3
votes

I'm diving into LSTM RNN with Keras and Theano backend. While trying to use lstm examples from keras' repo whole code of lstm_text_generation.py on github, I've got one thing that isn't pretty clear to me: the way it's vectorizing the input data (text characters):

# cut the text in semi-redundant sequences of maxlen characters
maxlen = 40
step = 3
sentences = []
next_chars = []
for i in range(0, len(text) - maxlen, step):
    sentences.append(text[i: i + maxlen])
    next_chars.append(text[i + maxlen])
print('nb sequences:', len(sentences))

#np - means numpy
print('Vectorization...')
X = np.zeros((len(sentences), maxlen, len(chars)), dtype=np.bool)
y = np.zeros((len(sentences), len(chars)), dtype=np.bool)
for i, sentence in enumerate(sentences):
    for t, char in enumerate(sentence):
        X[i, t, char_indices[char]] = 1
    y[i, char_indices[next_chars[i]]] = 1

Here, as you can see, they generate lists of zeros with Numpy and then put '1' to particular position of each list defined by input characters encoding sequences in such way.

The question is: why did they use that algorithm? is it possible to optimize it somehow? maybe it's possible to encode input data in some other way, not using huge lists of lists?
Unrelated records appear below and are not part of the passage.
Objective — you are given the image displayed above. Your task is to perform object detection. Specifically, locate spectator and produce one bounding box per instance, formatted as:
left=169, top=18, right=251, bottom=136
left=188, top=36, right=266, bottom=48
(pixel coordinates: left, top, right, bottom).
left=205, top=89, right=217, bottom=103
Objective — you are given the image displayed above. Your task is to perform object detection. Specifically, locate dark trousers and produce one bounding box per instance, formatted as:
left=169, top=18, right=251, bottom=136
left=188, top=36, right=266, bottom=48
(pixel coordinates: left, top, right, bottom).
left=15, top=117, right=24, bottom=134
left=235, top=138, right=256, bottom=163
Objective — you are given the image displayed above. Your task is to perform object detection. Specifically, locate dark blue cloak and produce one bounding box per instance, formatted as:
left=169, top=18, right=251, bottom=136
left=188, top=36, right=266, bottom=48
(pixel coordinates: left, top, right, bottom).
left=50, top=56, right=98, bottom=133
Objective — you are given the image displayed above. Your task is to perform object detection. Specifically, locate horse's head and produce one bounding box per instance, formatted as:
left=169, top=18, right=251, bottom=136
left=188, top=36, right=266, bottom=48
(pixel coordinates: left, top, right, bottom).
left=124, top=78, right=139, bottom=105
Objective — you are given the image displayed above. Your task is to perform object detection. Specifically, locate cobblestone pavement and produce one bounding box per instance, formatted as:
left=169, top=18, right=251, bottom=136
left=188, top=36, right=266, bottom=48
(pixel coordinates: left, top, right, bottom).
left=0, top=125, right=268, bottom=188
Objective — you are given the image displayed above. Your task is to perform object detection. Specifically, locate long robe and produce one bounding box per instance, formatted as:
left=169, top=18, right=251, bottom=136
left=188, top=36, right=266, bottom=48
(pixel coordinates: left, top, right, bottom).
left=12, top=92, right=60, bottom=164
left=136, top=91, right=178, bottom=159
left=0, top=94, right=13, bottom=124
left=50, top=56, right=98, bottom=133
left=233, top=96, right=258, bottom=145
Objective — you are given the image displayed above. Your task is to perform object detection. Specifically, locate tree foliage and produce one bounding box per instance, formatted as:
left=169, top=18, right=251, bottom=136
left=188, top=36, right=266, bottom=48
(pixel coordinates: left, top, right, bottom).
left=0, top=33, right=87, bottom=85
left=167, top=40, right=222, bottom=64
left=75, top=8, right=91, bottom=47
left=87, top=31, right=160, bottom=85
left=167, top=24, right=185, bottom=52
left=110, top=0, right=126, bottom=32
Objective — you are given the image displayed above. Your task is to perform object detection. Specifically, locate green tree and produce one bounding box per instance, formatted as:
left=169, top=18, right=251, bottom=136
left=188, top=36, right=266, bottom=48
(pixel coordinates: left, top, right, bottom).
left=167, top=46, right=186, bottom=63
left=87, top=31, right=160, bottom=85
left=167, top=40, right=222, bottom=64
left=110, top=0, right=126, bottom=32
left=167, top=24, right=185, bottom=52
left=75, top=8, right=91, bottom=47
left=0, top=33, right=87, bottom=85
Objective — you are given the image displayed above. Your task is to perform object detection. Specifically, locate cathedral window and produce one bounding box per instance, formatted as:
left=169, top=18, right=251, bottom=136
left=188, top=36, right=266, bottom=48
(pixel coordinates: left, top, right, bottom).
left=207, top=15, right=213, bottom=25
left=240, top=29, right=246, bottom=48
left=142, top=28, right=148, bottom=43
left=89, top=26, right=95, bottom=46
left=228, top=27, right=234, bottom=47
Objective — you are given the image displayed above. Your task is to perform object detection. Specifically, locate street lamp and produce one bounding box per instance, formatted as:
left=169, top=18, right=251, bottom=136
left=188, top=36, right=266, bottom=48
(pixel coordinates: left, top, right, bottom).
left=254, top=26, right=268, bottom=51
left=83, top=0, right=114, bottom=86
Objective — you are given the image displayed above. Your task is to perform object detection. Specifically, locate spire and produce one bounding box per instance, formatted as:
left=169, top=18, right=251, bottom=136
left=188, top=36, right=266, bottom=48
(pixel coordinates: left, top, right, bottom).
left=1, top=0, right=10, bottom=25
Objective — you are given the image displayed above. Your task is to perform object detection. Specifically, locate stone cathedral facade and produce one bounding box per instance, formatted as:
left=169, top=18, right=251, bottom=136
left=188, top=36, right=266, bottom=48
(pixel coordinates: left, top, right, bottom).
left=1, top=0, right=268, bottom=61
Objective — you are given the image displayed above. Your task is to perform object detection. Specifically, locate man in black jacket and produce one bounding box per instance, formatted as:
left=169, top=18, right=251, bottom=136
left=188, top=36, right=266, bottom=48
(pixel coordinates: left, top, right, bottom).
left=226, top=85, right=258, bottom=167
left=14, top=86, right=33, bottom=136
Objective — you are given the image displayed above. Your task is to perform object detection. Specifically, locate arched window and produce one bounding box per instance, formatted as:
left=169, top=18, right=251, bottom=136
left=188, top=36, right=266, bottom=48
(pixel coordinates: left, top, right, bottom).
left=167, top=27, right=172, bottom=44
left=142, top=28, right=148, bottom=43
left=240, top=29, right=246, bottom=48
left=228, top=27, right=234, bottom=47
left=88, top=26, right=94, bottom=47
The problem is that it has severe limits of input data: generating such vectors for >10 Mb text causes MemoryError of Python (dozens of Gbs RAM needed to process it!).

Thanks in advance, guys.

1
What kind of dimensions are we talking about (roughly how big are len(sentences) and len(chars) for your dataset)? How much RAM do you have?ali_m
I have 6Gb RAM, but I also tried run it on 32Gb RAM vps. As for dimensions: for 520Kb of input text they are len(sentences)=174507 and len(chars)=74 , and all runs OK. But for 17Mb of input text they are len(sentences)=5853627 and len(chars)=74 and MemoryError throws on 6Gb RAM .Alex M

1 Answers

2
votes

There are at least two optimizations in Keras which you could use in order to decrease amount of memory which is need in this case:

  1. An Embedding layer which makes it possible to accept only a single integer intead of full one hot vector. Moreover - this layer could be pretrained before the final stage of network training - so you could inject some prior knowledge into your model (and even finetune it during the network fitting).

  2. A fit_generator method makes it possible to train a network using a predefinied generator which would produce pairs (x, y) need in network fitting. You could e.g. save the whole dataset to disk and read it part by part using a generator interface.

Of course - both of this methods could be mixed. I think that simplicity was the reason behind this kind of implementation in the example you provided.